The IT security researchers at Palo Alto Networks has identified that a fake Flash updater is circulating the web and fooling computer users by sneakily installing cryptocurrency mining bot XMRig. In the past few months, researchers have identified 113 fake updaters installing cryptomining malware on targeted devices.
The notorious updater is actively attacking computers since August and the CPUs are being exploited for mining Monero, a well-known privacy-focused crypto-currency.
“As early as August 2018, some samples impersonating Flash updates have borrowed pop-up notifications from the official Adobe installer. These fake Flash updates install unwanted programs like an XMRig cryptocurrency miner, but this malware can also update a victim’s Flash Player to the latest version,” said Unit 42 threat intelligence analyst Brad Duncan.

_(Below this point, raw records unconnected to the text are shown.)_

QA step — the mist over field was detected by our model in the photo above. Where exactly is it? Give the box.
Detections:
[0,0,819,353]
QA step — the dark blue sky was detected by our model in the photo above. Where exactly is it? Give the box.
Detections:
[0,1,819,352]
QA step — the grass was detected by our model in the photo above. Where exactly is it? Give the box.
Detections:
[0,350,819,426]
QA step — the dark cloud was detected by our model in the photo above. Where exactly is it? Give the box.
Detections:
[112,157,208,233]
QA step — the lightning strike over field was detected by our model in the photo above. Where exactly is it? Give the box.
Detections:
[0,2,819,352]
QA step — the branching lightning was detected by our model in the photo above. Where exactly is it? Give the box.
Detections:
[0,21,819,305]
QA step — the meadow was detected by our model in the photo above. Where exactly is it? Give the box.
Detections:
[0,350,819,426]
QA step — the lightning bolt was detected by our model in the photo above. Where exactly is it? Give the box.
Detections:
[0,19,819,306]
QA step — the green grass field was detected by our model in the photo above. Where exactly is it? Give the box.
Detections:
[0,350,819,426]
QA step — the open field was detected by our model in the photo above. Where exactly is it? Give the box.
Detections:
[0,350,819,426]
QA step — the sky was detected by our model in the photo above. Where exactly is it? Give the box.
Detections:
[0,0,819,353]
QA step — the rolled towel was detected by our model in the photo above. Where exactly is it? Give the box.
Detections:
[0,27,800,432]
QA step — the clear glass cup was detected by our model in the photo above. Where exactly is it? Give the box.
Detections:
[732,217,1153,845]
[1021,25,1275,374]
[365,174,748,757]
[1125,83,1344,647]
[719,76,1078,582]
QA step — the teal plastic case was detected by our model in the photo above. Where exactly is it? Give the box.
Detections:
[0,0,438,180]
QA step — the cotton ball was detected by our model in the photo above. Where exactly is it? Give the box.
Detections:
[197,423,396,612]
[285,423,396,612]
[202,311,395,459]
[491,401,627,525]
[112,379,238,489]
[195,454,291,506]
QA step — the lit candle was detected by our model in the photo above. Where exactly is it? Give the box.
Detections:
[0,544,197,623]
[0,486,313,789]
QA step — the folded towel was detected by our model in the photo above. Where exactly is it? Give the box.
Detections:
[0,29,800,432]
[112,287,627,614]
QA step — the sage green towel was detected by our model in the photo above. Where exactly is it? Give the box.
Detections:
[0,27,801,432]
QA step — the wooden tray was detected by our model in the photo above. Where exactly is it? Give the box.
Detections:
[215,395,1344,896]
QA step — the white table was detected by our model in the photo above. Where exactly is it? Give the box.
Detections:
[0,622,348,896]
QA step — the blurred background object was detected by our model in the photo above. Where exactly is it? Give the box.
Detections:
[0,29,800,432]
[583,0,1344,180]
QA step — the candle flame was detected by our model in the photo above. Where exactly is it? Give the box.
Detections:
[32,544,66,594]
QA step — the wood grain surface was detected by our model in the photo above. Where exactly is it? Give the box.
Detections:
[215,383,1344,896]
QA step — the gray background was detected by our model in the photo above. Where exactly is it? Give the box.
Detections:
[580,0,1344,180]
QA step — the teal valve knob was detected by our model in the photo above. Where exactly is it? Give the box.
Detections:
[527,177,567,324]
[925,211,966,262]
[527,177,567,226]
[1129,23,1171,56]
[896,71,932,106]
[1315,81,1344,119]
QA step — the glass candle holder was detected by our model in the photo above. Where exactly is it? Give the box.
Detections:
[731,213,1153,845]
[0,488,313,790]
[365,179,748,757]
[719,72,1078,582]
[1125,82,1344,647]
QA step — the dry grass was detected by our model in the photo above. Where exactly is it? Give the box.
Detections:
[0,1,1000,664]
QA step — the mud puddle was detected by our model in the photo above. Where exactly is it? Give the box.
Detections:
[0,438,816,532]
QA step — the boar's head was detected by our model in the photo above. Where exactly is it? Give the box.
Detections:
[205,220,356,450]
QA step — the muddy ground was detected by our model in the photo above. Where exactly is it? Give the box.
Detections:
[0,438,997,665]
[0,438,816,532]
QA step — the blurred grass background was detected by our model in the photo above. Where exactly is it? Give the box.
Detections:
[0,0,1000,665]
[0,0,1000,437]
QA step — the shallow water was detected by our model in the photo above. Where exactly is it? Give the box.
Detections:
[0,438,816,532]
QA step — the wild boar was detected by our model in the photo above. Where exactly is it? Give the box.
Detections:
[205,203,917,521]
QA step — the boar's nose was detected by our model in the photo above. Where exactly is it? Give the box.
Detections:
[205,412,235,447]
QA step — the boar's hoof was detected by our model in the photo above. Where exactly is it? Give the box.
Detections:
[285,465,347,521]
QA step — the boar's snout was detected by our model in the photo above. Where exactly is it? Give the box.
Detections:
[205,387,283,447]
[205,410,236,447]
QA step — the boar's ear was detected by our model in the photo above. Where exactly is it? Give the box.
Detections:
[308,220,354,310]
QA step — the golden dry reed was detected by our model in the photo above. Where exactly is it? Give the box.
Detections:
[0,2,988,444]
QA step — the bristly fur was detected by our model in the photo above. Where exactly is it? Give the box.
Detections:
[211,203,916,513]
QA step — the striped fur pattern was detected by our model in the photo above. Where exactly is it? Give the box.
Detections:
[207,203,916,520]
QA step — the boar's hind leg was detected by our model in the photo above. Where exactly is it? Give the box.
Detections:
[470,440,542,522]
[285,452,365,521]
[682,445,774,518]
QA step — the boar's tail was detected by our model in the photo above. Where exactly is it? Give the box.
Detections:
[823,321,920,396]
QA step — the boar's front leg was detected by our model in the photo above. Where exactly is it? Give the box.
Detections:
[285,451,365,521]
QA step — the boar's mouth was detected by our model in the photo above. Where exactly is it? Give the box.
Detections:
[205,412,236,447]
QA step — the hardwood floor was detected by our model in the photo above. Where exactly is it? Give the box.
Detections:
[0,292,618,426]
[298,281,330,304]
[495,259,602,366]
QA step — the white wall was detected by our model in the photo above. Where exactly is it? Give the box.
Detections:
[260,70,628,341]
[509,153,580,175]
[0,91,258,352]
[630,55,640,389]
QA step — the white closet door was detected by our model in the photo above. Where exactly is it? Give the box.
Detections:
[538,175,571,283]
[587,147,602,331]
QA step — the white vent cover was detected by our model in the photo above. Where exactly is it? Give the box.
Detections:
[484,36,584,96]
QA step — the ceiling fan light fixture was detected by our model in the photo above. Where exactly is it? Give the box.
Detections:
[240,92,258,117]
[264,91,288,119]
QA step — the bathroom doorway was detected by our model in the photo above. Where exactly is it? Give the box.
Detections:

Not only computers, but networks are also potential targets of the fake Adobe Flash updates. The updater infects the system with cryptomining malware apart from updating the Flash installed on the computer in order to evade detection.
Researchers believe it to be an evolved form of cryptojacking and Flash updating, which are two of the most common techniques of launching cyber attacks, since it combines the two attacks in a single package.
As soon as the XMRig bot is installed it leeches out for your computer’s resources to mine for Monero and then places a real Flash update on the system. This is done to prevent the user from suspecting foul play.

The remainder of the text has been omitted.